I'll let Baumgartner tell the story from here.

"Frank Bruggy, who was catching, walked out to the mound. He told me, 'You're  gonna' throw this big lug three curve balls - one in  the dirt, one a foot outside, and one three feet outside. Babe will swing at anything, but if you get one near the plate, I'll come out to the pitcher's box and sock you in  the chin.'"

"The first pitch was low. Ruth swung and missed - as only Ruth can swing and miss - and the throng roared and moaned. The second curve was a foot outside, Ruth swung and missed it by only an inch or two. Bruggy shook his head menacingly and again walked out to the mound. 'This is the one kid. Break it wide enough so that it lands in Miller Huggins lap (in the dugout).'"

"The third curve did not go near the plate. As it started Bruggy jumped out of the catcher's box. He caught it some four feet away from Ruth. Babe, determined to knock the ball out of the lot, swung and missed. 

"Sixty-five thousand* fans moaned and screeched. Hundreds tossed their hats on the field. As I walked across the field to the dugout, four young fellows picked me up and carried me to the stairs.
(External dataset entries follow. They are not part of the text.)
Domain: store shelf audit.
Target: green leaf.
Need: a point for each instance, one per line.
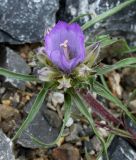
(102, 91)
(23, 77)
(107, 14)
(67, 114)
(128, 62)
(78, 17)
(34, 110)
(84, 110)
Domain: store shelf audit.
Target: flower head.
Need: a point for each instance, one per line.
(64, 46)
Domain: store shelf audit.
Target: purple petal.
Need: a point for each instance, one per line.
(76, 49)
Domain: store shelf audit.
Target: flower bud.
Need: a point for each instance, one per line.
(47, 74)
(92, 52)
(83, 71)
(64, 83)
(42, 57)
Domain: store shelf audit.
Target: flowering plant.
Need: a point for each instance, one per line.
(65, 58)
(64, 63)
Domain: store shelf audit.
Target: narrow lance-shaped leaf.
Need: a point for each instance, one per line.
(101, 90)
(34, 110)
(107, 14)
(67, 114)
(120, 64)
(98, 108)
(23, 77)
(84, 110)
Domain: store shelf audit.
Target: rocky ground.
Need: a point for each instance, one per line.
(20, 33)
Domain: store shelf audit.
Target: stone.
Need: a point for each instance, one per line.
(41, 127)
(8, 118)
(121, 149)
(74, 134)
(28, 20)
(66, 152)
(6, 147)
(12, 61)
(121, 24)
(130, 127)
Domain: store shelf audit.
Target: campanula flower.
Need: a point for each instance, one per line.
(64, 46)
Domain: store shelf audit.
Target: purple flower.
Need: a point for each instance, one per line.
(64, 45)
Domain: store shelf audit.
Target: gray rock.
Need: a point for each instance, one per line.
(40, 127)
(6, 152)
(75, 131)
(25, 21)
(12, 61)
(121, 149)
(131, 127)
(121, 24)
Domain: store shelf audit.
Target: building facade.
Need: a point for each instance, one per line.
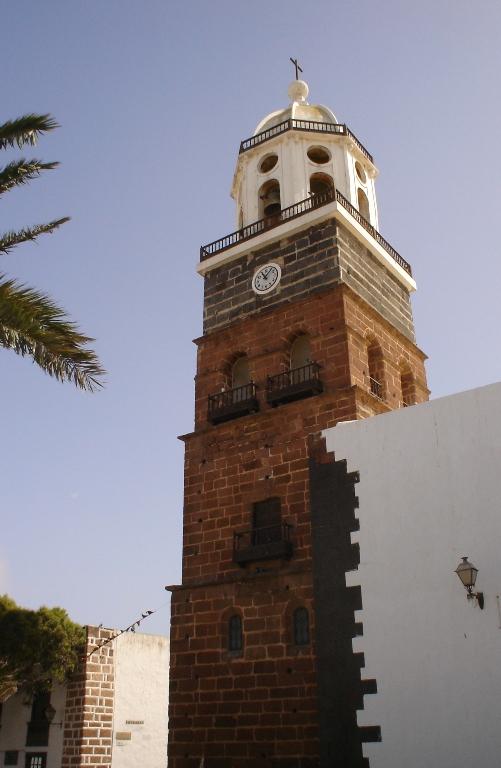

It was the first time I had been carried off the field since I pitched the University of Chicago to the Western Conference championship in a twelve-inning, 2-1 game against Illinois."

"The memory of that one strikeout, Taylor, overshadows all the heartaches, lean years, razzing by fans."

 In 1953, Baumgartner wrote the definitive history of the Phillies with colleague Fred Lieb. It was called The Philadelphia Phillies and is still in print. He covered the Phillies for the Inquirer until his death from cancer in 1955 at age 60.


*Baumgartner is engaging in a little hyperbole here. The announced crowd was 50,000.